Lanka IOC lifted the prices of all three of its diesel grades on Tuesday, becoming the third private retailer in a week to pass on global crude costs while state-owned Ceylon Petroleum Corporation held its own rates steady.

Effective April 8, XtraMile Diesel rose by Rs. 39 per litre to Rs. 590, Lanka Super Diesel by Rs. 28 to Rs. 600, and Xtra Green Diesel by Rs. 32 to Rs. 620, Newswire reported. No official reason was given for the revision, but the increase tracks closely with the 20–35% surge in international diesel benchmarks since the Middle East escalation began. Daily Mirror reported the same revision in its breaking news wire.

The company, majority-owned by Indian Oil Corporation, operates around a fifth of Sri Lanka’s retail fuel network. Its diesel grades had last been repriced in early March.

The move creates a three-tier private diesel market alongside Sinopec, which raised its Super Diesel to Rs. 600 on April 7, and CPC, whose state auto diesel price remains unchanged at the politically-sensitive level set at the start of April.

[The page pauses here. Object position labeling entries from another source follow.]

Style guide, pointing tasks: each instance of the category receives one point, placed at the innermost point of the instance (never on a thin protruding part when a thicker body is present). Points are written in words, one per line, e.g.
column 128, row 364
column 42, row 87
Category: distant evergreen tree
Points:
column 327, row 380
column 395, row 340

The government’s Rs. 100 per litre diesel subsidy unveiled by President Dissanayake last week applies only to CPC diesel dispensed via QR-code targeting to registered categories such as fisheries and small transporters, and does not extend to fuel bought at Lanka IOC or Sinopec stations. Consumers at private retailers will therefore bear the full revised price.

The widening gap between state and private pump rates comes as Deputy Finance Minister Anil Jayantha Fernando confirmed that Sri Lanka is designing a new automatic tariff adjustment mechanism to track global prices more transparently and will brief the IMF on the framework as part of the current programme review.